Gareth Evans, who was foreign minister from 1988 to 1996, has published an online article, titled Cambodia's Violent Peace, on his website, in which he says Cambodian citizens have been "deliberately targeted by their country's security forces".
"The recent killings repeat a pattern of political violence that recurred all too often at crucial moments in Cambodia's history," Mr Evans, who is now on the board of the Brussels-based International Crisis Group, said.
"Cambodia's record on democracy and human rights since the (1991) Paris Peace Agreements has not been a good one."
Mr Evans cites the shooting deaths of five garment workers in January, last year's deadly violence used against demonstrators protesting the 2013 election result, the 1997 grenade attack on an opposition rally led by opposition politician Sam Rainsy and prime minister Hun Sen's bloody coup in the same year as examples.
Mr Evans says "since then, while preserving a democratic facade, Hun Sen has ruled, for all practical purposes, as an autocrat".
"For far too long, Hun Sen and his colleagues have been getting away with violence, human-rights abuses, corruption, and media and electoral manipulation without serious internal or external challenge," he said.
Cambodia's leaders should be 'shamed, investigated' over violence
Mr Evans, who was foreign minister at the time of the UN peacekeeping operation in Cambodia and national elections in the early 1990s, says not enough is being done internationally to hold the Hun Sen government to account.
He says Australia's response to the violence has been "typical" and while it has expressed concern about "recent disproportionate violence against protesters", has failed to criticise the regime in Phnom Penh.
"Australia's new foreign minister, Julie Bishop, has talked, as foreign ministers often do, of the need to avoid unproductive 'megaphone diplomacy' and to 'engage, not enrage' her counterparts," he said.
"But, it seems that no robust critique was delivered when she met privately with Hun Sen in Phnom Penh on February 22 – even though Australia's high standing in Cambodia (not least owing to its historical role in the peace process) means that its voice certainly would have been listened to.
"I know Hun Sen and worked well with him in the past. I have resisted strong public criticism until now, because I thought there was hope for both him and his government.
"But their behaviour has now moved beyond the civilised pale. It is time for Cambodia's political leaders to be named, shamed, investigated, and sanctioned by the international community."
Human rights "on the right track"
The Cambodian government's spokesperson Phay Siphan told the ABC comments from Mr Evans "seem to be an over reaction".
"The situation has been improved... human rights is on the right track," he said, adding that compared to neighbours Vietnam and Thailand, "we feel that we are better".
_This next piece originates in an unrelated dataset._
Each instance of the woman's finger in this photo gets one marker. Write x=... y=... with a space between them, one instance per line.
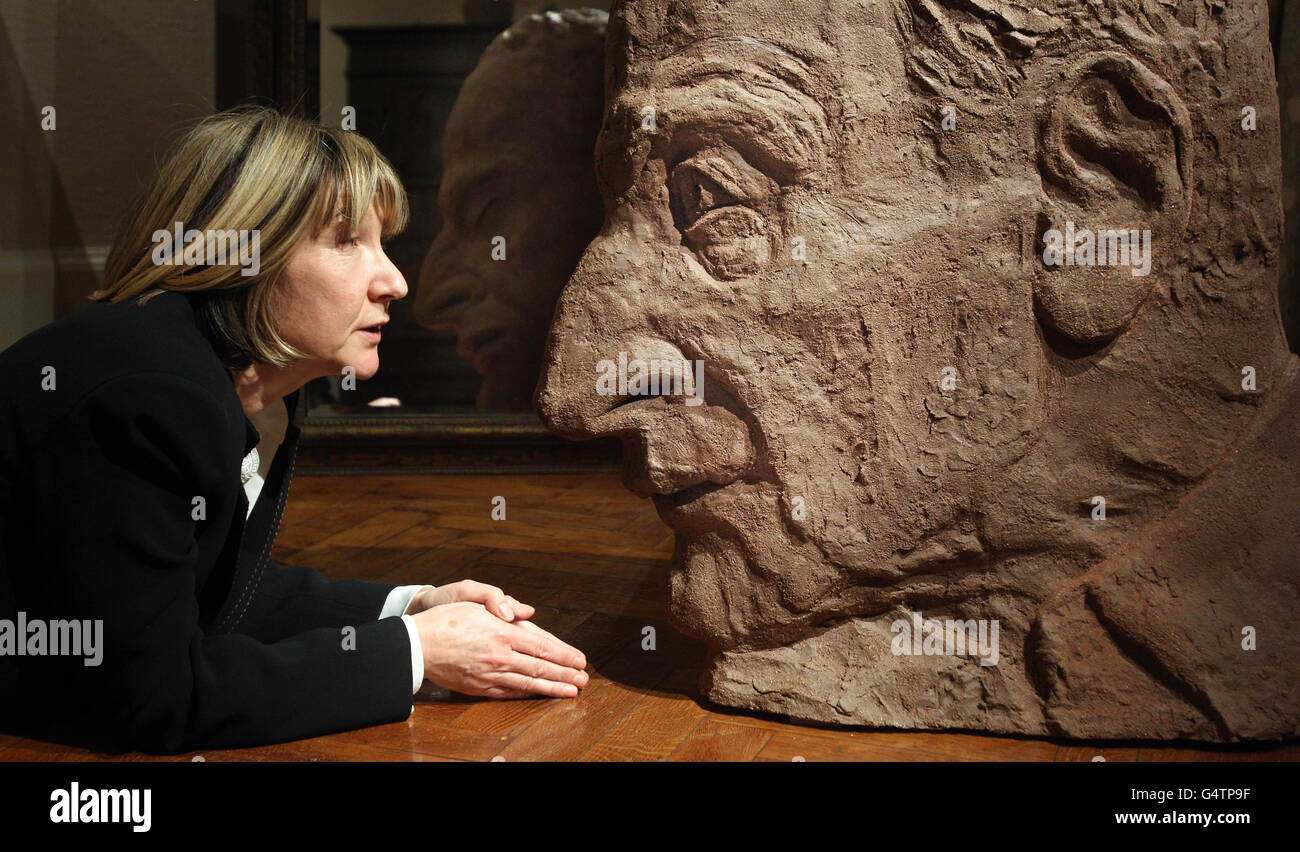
x=532 y=686
x=544 y=670
x=538 y=643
Responding to violence used against demonstrators, Mr Phay Siphan says the authorities had to respond that way "to maintain peace and stability" and called Mr Evans to "respect the Cambodian people".
"If you compare Cambodia over here to other... ASEAN countries, I think that we are very open than the others," he said.
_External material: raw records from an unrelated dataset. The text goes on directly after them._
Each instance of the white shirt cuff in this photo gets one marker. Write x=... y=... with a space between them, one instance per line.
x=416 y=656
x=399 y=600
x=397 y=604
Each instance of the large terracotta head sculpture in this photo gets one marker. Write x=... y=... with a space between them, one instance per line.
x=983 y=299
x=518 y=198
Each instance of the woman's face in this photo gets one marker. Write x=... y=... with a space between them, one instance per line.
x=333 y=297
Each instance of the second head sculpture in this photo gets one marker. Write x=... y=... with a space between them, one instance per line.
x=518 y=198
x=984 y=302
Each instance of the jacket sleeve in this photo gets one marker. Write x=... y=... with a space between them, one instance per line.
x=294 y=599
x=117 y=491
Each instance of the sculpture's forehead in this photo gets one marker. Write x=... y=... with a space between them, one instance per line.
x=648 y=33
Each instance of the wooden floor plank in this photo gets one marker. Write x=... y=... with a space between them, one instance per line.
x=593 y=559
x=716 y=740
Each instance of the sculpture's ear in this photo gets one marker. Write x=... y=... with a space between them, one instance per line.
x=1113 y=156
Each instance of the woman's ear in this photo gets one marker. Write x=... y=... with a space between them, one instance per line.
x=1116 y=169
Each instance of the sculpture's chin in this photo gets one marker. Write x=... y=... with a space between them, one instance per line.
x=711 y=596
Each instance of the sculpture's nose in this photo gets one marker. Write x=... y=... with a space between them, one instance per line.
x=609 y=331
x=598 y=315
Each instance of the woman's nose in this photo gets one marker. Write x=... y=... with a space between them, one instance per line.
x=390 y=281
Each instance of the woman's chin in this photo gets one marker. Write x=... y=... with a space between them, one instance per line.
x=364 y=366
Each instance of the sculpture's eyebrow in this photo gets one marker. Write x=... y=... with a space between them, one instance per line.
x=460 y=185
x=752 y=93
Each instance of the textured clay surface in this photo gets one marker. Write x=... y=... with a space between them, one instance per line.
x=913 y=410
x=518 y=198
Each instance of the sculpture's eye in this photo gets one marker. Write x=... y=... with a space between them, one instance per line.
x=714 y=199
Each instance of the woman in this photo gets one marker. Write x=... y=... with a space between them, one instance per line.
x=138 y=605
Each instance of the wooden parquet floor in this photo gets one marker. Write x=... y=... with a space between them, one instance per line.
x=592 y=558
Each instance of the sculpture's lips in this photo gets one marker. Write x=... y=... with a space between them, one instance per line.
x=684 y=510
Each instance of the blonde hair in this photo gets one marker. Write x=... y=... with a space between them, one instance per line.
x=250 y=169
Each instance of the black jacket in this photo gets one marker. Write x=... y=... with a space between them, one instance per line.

"Opposition party over here, international organisations over here, thousands of NGOs over here. (There is) freedom of expression through a number of radio stations and... people are free to express the political but we don't let those people take the law into their own hands.
"Human rights have to be taking place under the rule of law. It does not mean that the human rights have to be taking the law in everyone's hands."
Foreign Minister Julie Bishop has responded to Mr Evans, saying she raised human rights in her meetings with Cambodian leaders during her visit in February.
"I note Mr Evans has chosen to make these criticisms in the week following my visit to Cambodia, yet remained silent when Labor's Bob Carr visited Cambodia. I will not play politics with what is a serious issue," Ms Bishop told the ABC.
"I raised human rights in each of my meetings with the prime minister, deputy prime minister and foreign minister of Cambodia."